Blockchain security firm CertiK published a report warning that attackers are strategically seeding malicious skills across OpenClaw’s marketplace to drain cryptocurrency wallets, according to Cointelegraph, which received the report directly from CertiK. The targeted wallets include MetaMask, Phantom, Trust Wallet, Coinbase Wallet, and OKX Wallet.

CertiK told Cointelegraph that attackers seeded malicious skills across high-value categories “including utilities for Phantom, wallet trackers, insider-wallet finders, Polymarket tools, and Google Workspace integrations.” Let’s Data Science reported that OpenClaw’s architecture exposes users to crypto theft through these same vectors. The primary payload was designed to target multiple browser extension wallets simultaneously. The researchers described “a clear overlap in tradecraft with the broader crypto-theft ecosystem, like social engineering, fake utility lures, credential theft, wallet-focused phishing.”

How the Attack Works

OpenClaw acts as a bridge between external inputs and local system execution. CertiK’s report identifies several attack vectors, according to the Cointelegraph report. Local gateway hijacking allows malicious websites or payloads to exploit the agent’s local machine presence to extract data or execute unauthorized commands. Malicious skills can add channels, tools, HTTP routes, services, and providers to an OpenClaw instance.
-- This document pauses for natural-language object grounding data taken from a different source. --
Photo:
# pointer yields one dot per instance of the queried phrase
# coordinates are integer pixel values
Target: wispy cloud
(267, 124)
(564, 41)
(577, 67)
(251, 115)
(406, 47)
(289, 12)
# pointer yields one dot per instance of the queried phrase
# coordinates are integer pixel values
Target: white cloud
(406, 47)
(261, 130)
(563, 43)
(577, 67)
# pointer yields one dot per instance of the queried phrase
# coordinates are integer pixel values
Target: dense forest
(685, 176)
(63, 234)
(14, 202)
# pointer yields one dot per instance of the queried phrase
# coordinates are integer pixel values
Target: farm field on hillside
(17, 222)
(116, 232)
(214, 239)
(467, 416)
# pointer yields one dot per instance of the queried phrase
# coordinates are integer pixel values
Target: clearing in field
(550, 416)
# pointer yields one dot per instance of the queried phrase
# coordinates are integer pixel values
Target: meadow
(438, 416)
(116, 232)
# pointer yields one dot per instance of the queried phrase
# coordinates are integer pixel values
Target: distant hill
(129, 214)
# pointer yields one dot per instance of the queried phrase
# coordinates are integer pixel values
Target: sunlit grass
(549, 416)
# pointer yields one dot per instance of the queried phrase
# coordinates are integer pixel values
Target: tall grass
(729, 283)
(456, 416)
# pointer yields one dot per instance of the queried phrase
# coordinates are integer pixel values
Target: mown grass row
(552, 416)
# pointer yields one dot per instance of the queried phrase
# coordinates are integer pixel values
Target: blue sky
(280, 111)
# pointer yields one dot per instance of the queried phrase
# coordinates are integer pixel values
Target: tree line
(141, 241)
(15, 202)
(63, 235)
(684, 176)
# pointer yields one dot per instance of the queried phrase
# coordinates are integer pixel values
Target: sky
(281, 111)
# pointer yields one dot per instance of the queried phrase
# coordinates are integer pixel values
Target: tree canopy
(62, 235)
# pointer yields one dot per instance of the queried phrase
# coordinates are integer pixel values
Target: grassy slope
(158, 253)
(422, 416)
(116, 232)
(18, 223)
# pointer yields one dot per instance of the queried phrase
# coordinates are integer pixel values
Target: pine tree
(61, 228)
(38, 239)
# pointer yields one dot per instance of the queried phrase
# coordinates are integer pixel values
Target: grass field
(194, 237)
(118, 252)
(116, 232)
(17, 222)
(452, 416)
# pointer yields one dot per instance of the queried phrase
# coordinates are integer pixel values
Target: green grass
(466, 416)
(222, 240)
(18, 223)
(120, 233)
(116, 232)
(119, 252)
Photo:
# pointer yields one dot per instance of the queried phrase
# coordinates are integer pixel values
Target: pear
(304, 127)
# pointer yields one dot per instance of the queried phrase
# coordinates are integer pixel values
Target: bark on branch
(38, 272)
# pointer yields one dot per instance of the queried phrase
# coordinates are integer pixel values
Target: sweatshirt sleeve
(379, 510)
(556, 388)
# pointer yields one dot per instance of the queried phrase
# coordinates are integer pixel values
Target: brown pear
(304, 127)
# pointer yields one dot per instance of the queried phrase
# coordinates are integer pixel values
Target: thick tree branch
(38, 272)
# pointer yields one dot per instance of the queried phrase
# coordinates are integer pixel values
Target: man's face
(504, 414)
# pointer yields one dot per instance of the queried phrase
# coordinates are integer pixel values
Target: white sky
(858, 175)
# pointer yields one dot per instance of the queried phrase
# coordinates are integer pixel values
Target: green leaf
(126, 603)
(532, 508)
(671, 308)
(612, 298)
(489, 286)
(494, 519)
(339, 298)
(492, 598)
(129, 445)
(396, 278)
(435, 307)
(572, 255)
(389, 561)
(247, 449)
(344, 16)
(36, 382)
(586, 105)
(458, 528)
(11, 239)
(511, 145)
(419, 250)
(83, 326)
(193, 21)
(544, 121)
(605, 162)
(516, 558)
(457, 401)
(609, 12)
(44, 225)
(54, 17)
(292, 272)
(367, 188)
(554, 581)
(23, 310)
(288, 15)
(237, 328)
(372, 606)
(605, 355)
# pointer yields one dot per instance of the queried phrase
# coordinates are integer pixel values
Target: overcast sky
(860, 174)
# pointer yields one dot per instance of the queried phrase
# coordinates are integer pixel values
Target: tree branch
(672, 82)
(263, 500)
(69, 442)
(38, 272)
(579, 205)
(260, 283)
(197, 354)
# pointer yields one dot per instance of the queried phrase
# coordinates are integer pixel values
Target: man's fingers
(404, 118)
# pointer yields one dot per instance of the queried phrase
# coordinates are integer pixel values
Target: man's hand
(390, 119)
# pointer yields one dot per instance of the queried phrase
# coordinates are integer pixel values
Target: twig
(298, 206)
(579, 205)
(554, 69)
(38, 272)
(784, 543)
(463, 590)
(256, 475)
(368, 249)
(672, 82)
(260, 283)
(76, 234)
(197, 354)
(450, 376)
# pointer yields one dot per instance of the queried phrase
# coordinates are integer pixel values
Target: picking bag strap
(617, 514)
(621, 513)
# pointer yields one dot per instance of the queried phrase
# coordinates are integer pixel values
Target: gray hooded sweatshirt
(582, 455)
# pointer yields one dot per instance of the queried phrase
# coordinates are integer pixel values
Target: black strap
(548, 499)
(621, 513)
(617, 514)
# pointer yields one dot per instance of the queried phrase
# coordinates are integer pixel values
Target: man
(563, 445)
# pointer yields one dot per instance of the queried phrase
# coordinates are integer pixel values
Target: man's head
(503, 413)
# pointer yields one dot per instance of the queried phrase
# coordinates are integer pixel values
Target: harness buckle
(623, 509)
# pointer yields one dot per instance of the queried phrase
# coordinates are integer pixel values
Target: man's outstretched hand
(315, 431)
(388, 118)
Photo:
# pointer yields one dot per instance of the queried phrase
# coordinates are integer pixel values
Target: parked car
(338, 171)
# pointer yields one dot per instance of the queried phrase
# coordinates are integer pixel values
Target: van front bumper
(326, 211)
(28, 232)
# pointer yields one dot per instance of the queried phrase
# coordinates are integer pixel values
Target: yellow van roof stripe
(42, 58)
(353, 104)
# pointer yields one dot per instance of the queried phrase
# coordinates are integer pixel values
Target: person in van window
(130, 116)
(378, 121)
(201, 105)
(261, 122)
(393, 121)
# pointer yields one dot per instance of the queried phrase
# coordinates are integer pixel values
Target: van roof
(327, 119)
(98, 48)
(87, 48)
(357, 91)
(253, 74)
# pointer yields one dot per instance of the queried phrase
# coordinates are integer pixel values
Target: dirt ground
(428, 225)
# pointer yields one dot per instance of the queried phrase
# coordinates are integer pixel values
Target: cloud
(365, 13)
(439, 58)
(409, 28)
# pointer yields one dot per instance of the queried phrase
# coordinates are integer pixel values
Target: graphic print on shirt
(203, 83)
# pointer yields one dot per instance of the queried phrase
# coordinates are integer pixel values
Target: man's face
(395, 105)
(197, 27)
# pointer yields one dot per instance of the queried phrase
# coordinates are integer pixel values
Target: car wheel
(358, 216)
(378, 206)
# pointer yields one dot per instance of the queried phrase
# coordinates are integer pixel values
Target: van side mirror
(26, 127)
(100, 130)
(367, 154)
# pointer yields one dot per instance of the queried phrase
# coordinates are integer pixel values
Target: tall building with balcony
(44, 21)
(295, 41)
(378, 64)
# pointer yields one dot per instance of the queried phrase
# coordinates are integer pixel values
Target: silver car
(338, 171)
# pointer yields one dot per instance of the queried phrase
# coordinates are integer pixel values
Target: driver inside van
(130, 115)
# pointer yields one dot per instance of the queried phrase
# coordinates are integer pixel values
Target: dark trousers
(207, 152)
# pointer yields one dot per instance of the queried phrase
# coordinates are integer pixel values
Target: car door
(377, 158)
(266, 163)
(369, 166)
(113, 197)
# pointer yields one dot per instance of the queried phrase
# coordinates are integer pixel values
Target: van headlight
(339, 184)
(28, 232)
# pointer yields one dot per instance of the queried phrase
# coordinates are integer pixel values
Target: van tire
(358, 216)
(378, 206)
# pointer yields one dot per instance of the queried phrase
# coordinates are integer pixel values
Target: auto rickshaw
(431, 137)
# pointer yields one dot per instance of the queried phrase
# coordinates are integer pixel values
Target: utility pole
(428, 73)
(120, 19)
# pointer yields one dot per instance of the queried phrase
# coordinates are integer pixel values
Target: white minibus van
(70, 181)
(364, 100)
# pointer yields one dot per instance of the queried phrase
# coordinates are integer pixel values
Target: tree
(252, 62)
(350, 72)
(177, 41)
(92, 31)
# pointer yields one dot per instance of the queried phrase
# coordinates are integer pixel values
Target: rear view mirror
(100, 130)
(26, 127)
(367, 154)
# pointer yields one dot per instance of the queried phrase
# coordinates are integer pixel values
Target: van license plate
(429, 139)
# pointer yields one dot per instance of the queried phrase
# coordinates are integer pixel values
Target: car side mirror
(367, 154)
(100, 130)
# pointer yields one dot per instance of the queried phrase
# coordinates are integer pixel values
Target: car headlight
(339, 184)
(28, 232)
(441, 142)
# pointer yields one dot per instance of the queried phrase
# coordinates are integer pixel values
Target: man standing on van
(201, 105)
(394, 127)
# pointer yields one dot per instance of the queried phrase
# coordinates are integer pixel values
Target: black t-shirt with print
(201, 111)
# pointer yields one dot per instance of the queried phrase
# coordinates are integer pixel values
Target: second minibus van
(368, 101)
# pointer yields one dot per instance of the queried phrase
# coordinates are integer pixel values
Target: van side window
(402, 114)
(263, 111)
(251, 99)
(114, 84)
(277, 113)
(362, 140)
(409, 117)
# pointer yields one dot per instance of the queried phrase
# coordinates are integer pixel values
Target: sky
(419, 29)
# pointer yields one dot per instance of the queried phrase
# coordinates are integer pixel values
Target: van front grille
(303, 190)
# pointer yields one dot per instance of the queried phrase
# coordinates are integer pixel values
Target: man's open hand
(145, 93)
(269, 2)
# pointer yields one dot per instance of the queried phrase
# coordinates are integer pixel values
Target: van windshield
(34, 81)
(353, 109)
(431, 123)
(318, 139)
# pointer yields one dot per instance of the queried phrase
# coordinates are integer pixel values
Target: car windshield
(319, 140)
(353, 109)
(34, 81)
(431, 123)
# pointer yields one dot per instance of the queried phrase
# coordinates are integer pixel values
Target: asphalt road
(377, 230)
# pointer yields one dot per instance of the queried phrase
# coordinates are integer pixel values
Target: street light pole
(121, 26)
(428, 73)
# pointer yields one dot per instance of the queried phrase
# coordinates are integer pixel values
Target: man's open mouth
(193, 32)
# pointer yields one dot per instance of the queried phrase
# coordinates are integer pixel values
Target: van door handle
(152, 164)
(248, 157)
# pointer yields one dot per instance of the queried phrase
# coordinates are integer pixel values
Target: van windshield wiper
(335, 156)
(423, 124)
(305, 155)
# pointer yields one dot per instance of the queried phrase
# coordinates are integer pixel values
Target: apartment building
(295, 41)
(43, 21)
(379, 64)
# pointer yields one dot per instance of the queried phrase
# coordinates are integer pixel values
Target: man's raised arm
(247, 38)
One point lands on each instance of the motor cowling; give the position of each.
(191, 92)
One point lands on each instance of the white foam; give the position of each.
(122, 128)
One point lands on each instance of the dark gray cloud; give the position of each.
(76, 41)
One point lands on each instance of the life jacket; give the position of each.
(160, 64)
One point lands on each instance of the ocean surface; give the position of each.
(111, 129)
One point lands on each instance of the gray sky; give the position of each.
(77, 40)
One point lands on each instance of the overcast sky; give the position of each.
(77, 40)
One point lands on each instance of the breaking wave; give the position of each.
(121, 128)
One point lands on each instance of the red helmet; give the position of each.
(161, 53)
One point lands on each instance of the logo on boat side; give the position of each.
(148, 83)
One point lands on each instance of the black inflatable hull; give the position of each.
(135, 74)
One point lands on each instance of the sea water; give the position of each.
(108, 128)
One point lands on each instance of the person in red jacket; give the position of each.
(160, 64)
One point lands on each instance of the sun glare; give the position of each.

The critical distinction from traditional malware: these malicious skills manipulate agent behavior through natural language, making them resistant to conventional scanning. “Once launched, the malware can exfiltrate sensitive information such as passwords and cryptocurrency wallet credentials,” the CertiK researchers wrote. Malicious backdoors can also be hidden within legitimate functional codebases, fetching seemingly benign URLs that ultimately deliver shell commands or malware payloads.

Scale of Exposure

CertiK’s report notes that OpenClaw has accumulated over 300,000 GitHub stars and an estimated 2 million monthly active users. The platform has accumulated more than 280 GitHub Security Advisories and 100 CVEs since its November 2025 launch, which CertiK characterized as “security debt” from rapid growth, according to the Cointelegraph report.

Separately, OX Security reported a phishing campaign earlier this month that used fake GitHub posts and a bogus “CLAW” token to lure OpenClaw developers into connecting crypto wallets, corroborating the pattern CertiK describes.

CertiK’s Recommendation

CertiK advised ordinary users “who are not security professionals, developers, or experienced geeks” not to install OpenClaw from scratch but to wait for “more mature, hardened, and manageable versions,” according to Cointelegraph. OpenClaw founder Peter Steinberger, who recently joined OpenAI, said at ClawCon in Tokyo on Monday that the team has been working on security improvements: “Something that we worked on for the last two months is security. So things are a lot better on that front.”

Why This Matters for Builders

For OpenClaw operators with any crypto wallet integrations, browser extensions, or exchange API connections, CertiK’s report is a direct call to audit installed skills immediately. The attack surface is not hypothetical: attackers are already deploying crypto-drainer techniques through the skill marketplace using the same playbook that has drained wallets through malicious browser extensions for years. The difference is that agent skills have broader system access than a browser extension ever did.